2. If a match is found in step 1, then determine whether the generation value in the bus information block also matches. If the generation value has not changed (or if it is set to 1, which indicates that it never changes), then the driver reuses the cached contents of the configuration ROM.

You can find descriptions of the configuration ROM values in the preceding steps in the IEEE1394 specifications.
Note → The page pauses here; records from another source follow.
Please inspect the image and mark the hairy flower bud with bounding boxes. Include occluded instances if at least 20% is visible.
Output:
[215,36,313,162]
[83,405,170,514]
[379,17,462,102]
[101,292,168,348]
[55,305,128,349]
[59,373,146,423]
If the new 1394 bus driver fails to find a matching cached configuration ROM header or if it must reread the contents of the node’s configuration ROM because the generation value changed, then it follows the preceding steps to retrieve the contents of a new configuration ROM.

Gap Count Optimization

The default behavior of the new 1394 bus driver is to optimize the gap count when it finds only IEEE1394a devices on the 1394 bus, excluding the local node. For example, if the system that is running the new 1394 bus driver has a host controller that complies with IEEE1394b but all devices on the bus comply with IEEE1394a, then the new 1394 bus driver tries to optimize the gap count.

Gap count optimization occurs only if the new 1394 bus driver determines that the local node is the bus manager.

The new 1394 bus driver determines whether a device complies with IEEE-1394a by the speed setting in the node’s self-id packet. If a node sets both of the bits in the speed (sp) field in the self-id packet, then the new 1394 bus driver considers the node to comply with IEEE-1394b. If the speed field contains any other value, then the new 1394 bus driver considers the node to comply with IEEE-1394a.